Golf

Dustin Johnson hopes 2018 Masters much better than Masters that never was

Dustin Johnson hits from a bunker on the second hole at Augusta National Golf Club on Wednesday during a practice round for the Masters golf tournament in Augusta, Ga.
Dustin Johnson hits from a bunker on the second hole at Augusta National Golf Club on Wednesday during a practice round for the Masters golf tournament in Augusta, Ga. AP

It’s been a year since Dustin Johnson suffered “a serious fall on a staircase in his Augusta rental home” the day before he was supposed to dominate the 2017 Masters.

Everyone at Augusta National Golf Club still seems to want to talk about it. Johnson, the 33-year-old Coastal Carolina alumnus and world’s No. 1 golfer, still does not particularly.

“I get asked it every day out here on the range or walking down the fairway so I’m reminded all the time,” Johnson said. “So, yeah, I’m definitely thinking about it [this week]. It is what it is. It was kind of just a freak thing and it happened, there's nothing I can do about it except I'm here this year, hopefully I can tee it up on Thursday, and definitely be looking forward to that.”

The Columbia native and Dutch Fork High School product was the runaway favorite entering last year’s event until Wednesday afternoon, less than 24 hours before he was to tee off, when his agent David Winkle released a statement saying Johnson had fallen on a staircase and “landed very hard on his lower back.” At the time of the statement, there still was hope he would play, but after an attempted warmup on Thursday, he withdrew.

Asked what he planned to do this Wednesday, Johnson replied, “Take it real easy.”

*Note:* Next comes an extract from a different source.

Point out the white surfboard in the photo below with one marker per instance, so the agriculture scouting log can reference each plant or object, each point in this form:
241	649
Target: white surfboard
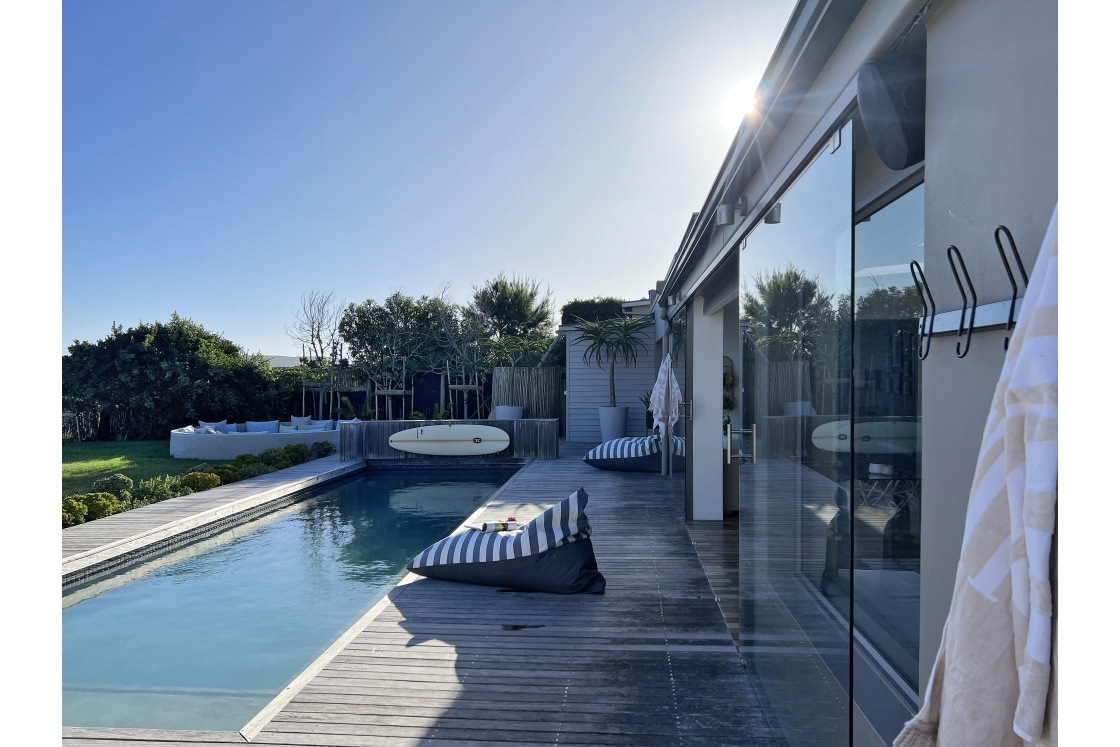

Johnson had won three consecutive events heading into last year’s Masters. This season, he has four top 10s and one victory (the Sentry Tournament of Champions in January) in six starts.

“I know what it takes to get it done in a major, and it's never easy,” Johnson said. “I've been in this situation quite a few times where I've had a chance to win, and no matter what you do or how you prepare, it's not easy to win. This week's going to be no different. My preparation's been very good, though, I think leading into this week.”

Johnson was off last week and said he spent Tuesday and Wednesday at Augusta National, then returned Sunday to complete his Masters preparation.

Until last year’s injury, Johnson was trending in the right direction at Augusta National. He finished a career-best tied for sixth in 2015 and then topped that by tying for fourth in 2016. That came after an average finish of 30th from 2010-2013 before a missed cut in 2014.

“The more you play here, kind of the more comfortable you get around this golf course, you know what tee shots and where to hit it and the flags and kind of how to attack the golf course, so that plays a part in it,” he said. “Then I think just me as a golfer getting better and just all throughout the whole game, just having more confidence, hitting it better, driving it better, doing everything a little bit better always helps around here.”

Johnson will be going for his second career major to pair with the 2016 U.S. Open. This year, he’ll have to get past a rejuvenated Tiger Woods, who was dominating the game as Johnson was learning the game and is going for his 15th career major.

“As far as giving me more juice, no, it doesn't do that,” Johnson said of Woods’ presence as a contender this week. “I don't think I need any for this week, but, yeah, it's good for the game of golf, absolutely.”

Johnson is scheduled to tee off at 2 p.m. in Thursday’s first round with 2017 Masters runner-up Justin Rose and Rafael Cabrera-Bello.